InVA: Dual-parameter Anisotropic Velocity Analysis

Build superior anisotropic velocity fields

Conventional methods for anisotropic velocity analysis are often based solely on the Alkalifah & Tsvankin technique for deriving effective velocity measurements: Vrms and effective eta. However, this approach can yield unrealistic velocity fields as changes in Vrms and effective eta are introduced to compensate for curved-ray effects.

The solution is to use imaging algorithms that apply full ray tracing, compensating for both turning-wave (curved-ray) effects and VTI. This requires a velocity analysis technique that can generate interval parameters for both vertical velocity and eta.

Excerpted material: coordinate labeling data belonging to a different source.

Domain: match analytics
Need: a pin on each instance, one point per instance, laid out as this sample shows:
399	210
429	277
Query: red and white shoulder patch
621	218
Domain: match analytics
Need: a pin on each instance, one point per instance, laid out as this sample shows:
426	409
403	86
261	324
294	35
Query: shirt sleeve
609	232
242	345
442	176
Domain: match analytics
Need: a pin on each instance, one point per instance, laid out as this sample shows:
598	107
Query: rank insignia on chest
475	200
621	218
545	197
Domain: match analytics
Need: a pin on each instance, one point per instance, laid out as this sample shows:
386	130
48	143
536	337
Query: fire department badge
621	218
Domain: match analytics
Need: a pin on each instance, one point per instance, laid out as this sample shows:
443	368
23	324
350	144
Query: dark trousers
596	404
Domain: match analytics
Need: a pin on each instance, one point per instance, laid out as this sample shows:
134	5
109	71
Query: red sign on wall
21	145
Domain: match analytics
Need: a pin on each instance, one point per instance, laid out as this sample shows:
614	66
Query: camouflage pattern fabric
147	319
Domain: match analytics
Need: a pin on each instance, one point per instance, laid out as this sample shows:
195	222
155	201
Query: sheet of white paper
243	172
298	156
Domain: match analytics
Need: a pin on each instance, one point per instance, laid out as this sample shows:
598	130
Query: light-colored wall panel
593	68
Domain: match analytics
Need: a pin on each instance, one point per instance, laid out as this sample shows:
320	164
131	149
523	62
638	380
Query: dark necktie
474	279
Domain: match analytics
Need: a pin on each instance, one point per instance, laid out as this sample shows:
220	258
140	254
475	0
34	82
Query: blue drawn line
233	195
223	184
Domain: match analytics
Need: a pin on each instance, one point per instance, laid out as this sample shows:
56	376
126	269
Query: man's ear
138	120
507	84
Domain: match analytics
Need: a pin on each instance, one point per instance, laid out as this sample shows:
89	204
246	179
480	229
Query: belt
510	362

WesternGeco has developed a workflow that derives true vertical interval velocity and interval eta. This is achieved by ensuring that full ray tracing (including curved-ray effects) is used during both the velocity analysis stage in InVA and subsequent imaging steps.

There are several benefits in following this approach:

• Improved imaging using Anisotropic Turning-wave Kirchhoff Prestack Time Migration.
• A major component in creating 'depth-ready' velocity fields, which can be used to reduce the number of iterations in a depth imaging workflow.
• More reliable vertical velocity functions for identifying overpressure zones as part of a Pore Pressure Prediction (PPP) workflow.

InVA provides the ability to perform either automatic or manual dual-parameter velocity analysis in a single interactive environment. Both Vnmo and the anisotropic parameter effective eta are analyzed simultaneously, enabling the geophysicist to build an anisotropic field that complements the conventional stacking velocity equivalent.

The resultant Vnmo and eta fields can subsequently be gridded, smoothed, or transformed to generate the interval parameters of vertical velocity and eta, while correctly accounting for curved-ray effects.